Enforceability of Booking.com’s Venue Clause To Be Reviewed by EU’s Highest Court
("Booking.com's contracts with German hotel come under EU court review," MLex Insight, April 17, 2019) (subscription required)
Germany’s Supreme Court has asked the EU’s highest court to review the enforceability of a distribution contract’s venue selection clause (as we all know, requiring that disputes be heard exclusively in courts in the Netherlands) where a party to the contract (in this case, a German hotelier) claims that the party has abused in market dominant position. The hotelier, which has been pursuing Booking.com for years under claims that Booking.com’s contract terms and practices are abusive, seeks to invalidate the contract’s venue clause because the hotelier had no choice but to agree to its terms. Germany’s Supreme Court has now referred the case to the EU’s highest court asking the court to consider whether the venue selection clause should be enforced.
EU’s Platform-to-Business Rules To Take Effect
("EU unfair practices digital rules put spotlight on Google, Amazon, Facebook," Reuters Technology, April 17, 2019)
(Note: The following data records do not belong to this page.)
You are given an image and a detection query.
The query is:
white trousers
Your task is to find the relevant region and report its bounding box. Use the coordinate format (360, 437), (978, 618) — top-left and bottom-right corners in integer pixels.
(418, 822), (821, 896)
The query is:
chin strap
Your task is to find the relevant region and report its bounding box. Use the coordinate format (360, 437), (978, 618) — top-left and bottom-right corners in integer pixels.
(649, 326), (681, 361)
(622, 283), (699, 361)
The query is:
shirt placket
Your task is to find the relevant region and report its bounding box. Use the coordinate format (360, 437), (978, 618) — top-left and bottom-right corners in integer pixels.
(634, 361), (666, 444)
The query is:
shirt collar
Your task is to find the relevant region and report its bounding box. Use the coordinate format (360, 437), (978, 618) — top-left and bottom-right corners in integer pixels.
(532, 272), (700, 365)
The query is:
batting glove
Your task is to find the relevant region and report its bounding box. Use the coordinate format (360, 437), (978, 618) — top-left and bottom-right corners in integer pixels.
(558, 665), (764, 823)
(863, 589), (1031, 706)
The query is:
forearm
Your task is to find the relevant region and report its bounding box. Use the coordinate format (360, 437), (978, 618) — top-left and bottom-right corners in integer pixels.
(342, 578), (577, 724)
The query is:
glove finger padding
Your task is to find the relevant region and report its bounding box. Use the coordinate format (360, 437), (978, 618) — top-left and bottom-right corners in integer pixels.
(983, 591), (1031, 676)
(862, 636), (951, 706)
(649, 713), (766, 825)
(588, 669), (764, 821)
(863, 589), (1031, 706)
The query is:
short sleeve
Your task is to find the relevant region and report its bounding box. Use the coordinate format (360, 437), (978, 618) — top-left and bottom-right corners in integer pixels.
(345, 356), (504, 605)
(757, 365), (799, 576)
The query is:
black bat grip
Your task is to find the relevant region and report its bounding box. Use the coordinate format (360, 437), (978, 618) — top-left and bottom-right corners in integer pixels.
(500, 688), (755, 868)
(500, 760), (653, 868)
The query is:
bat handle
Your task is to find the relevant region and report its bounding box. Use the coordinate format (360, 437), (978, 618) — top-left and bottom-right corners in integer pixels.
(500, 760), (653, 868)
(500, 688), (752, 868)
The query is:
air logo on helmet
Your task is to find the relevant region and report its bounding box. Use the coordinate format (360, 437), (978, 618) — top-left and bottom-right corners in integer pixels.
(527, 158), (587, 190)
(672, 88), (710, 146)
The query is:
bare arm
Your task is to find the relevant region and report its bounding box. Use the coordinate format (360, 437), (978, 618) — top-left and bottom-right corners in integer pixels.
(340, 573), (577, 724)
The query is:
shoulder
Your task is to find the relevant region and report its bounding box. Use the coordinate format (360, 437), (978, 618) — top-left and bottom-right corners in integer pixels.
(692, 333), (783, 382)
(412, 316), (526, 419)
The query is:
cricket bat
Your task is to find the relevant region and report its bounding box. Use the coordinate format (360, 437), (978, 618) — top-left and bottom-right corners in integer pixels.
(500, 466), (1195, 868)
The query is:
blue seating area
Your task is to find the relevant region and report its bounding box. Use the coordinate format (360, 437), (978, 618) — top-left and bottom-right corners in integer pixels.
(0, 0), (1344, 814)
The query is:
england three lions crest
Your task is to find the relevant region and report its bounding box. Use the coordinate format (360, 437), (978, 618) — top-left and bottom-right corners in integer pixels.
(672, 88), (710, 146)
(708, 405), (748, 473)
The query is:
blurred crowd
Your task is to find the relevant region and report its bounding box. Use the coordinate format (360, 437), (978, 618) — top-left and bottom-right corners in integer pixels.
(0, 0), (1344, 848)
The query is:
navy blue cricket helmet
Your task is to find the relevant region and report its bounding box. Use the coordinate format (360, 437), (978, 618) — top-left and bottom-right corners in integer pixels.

On Wednesday, the European Parliament approved the EU Commission’s Platform-to-Business Rules, which target 7000 online marketplaces, app stores and price comparison tools. Google Search, Apple’s App Store, Amazon Marketplace, eBay, Instagram and travel meta search site, Skyscanner, are just a few of the companies effected. The Rules, which, among things, prohibit certain trade practices and require the creation of internal systems to respond to consumer complaints, are the result of a cooperative effort between regulators and members of the effected technology industry. Future Updates will look closer at these new Rules (which are expected to take effect later this year) and their likely effects on the travel distribution industry.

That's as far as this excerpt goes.